Even on ATmega32U4 (8-bit "old-style" AVR), the native USB peripheral has 832 bytes of dual-ported RAM, but to the AVR core, it's more like a configurable set of FIFOs dedicated for USB.
(It is quite a lot, considering it has only 2560 bytes of SRAM, but it is how it can sustain about 1 Mbytes/sec over USB, about 8 Mbit/s of payload data.)
The most RAM variants I know of on a microcontroller is definitely on
Teensy 4.1: normal built-in RAM (OCRAM), tightly-coupled data memory (DTCM), tightly-coupled instruction memory (ITCM), and external RAM (I use an additional 8 or 16 Mbytes of PSRAM). Plus there is 32k of instruction cache and 32k of data cache, which is transparent to the code (except for cache eviction and prefetch instructions so one can get the maximum use out of them). All with only one core.
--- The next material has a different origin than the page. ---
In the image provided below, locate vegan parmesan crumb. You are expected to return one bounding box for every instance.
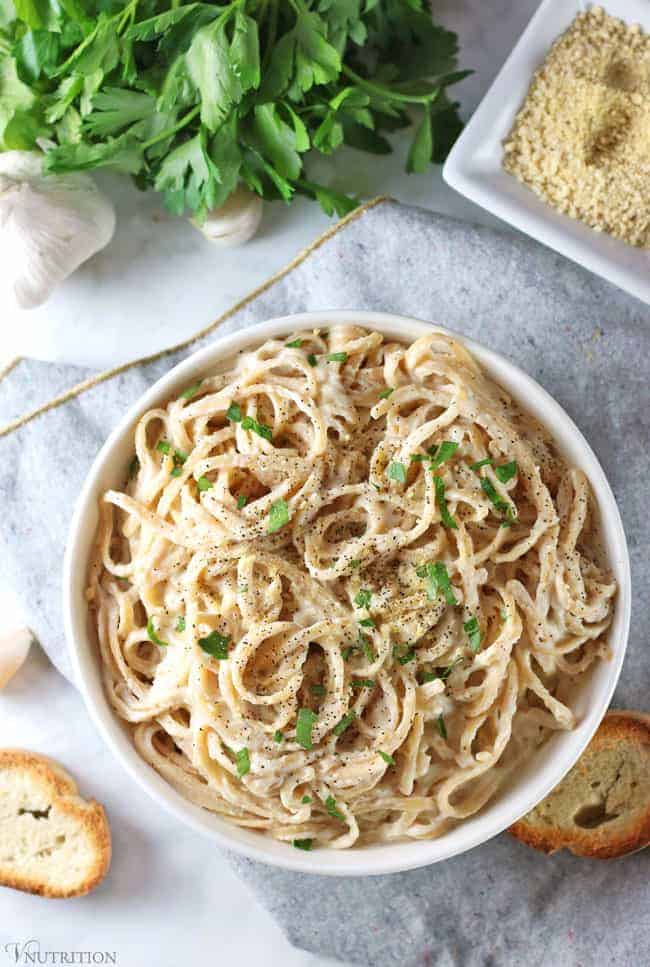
[503,7,650,248]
Fortunately, it has a single 32-bit address space, and even PSRAM is accessed without any shenanigans in the very same address space. Aside from timing differences and architectural details when doing
shenanigans (DMA and FlexIO support functions), one doesn't really need to worry about it. (There are even two GPIO peripherals to choose from for each I/O pin, depending on which interconnect bus you want to use.)
(One reason I like Teensy 4.1 so much is that for USD $42, you can get a Cortex-M7 with hardware FP (32- and 64-bit) running at 600 MHz with 19 MiB (512k + 512k + 8M + 8M = 19,922,944 bytes) of RAM, 8 MiB of Flash, "lockable" with run-time code encryption/decryption support, 100Base-T Ethernet, two high-speed (480 Mbit/s) native USB interfaces (with support for one Host and one Client port currently), almost 50 usable I/O pins with lots of peripherals, and pretty good
Teensyduino support library for development in the Arduino environment with sources at
GitHub; plus a
forum where the developer participates actively. Very nice for hobbyists like me. The one proprietary part is the programming/bootloader
chip.)
I'm pretty sure the RAM model for tile processors (like XMOS xCore) has even more parts, because there each core has some local RAM, and one or more RAM regions of variously shared RAM.
On architectures with virtual memory support, we can go an order of magnitude more complicated. Over a decade ago, I
created an example of how to use memory-mapped files in Linux for manipulating a terabyte (1,099,511,627,776 bytes) -sized object in memory, as long as you have sufficient disk storage, speed limited only by the storage-RAM bandwidth. Not to mention things like mapping the same RAM pages twice consecutively, so that you can treat a cyclic buffer (whose size is a multiple of page size) as always having linear data (assuming the cache coherency allows this safely; they often do not).
There definitely is a limit as to how deep one should dive into the details, before actually needing the info and applying it in practice.
I personally only bother to remember the key ideas, and how the different features can be useful; and just look up the details whenever I need them (for example to write this post).
(That is also why I prefer written text over face-to-face for technical discussions. Face-to-face, I'm always repeating "oh wait, I recall I had read something pertinent about that... now, what was it again.. lemme quickly look it up and review before we continue". Unless we're doing research or experimenting on a new-to-all thing, so that everyone is interested in those other references, in which case it's fun and pretty effective, too. Definitely does not impress the administrative types, though!)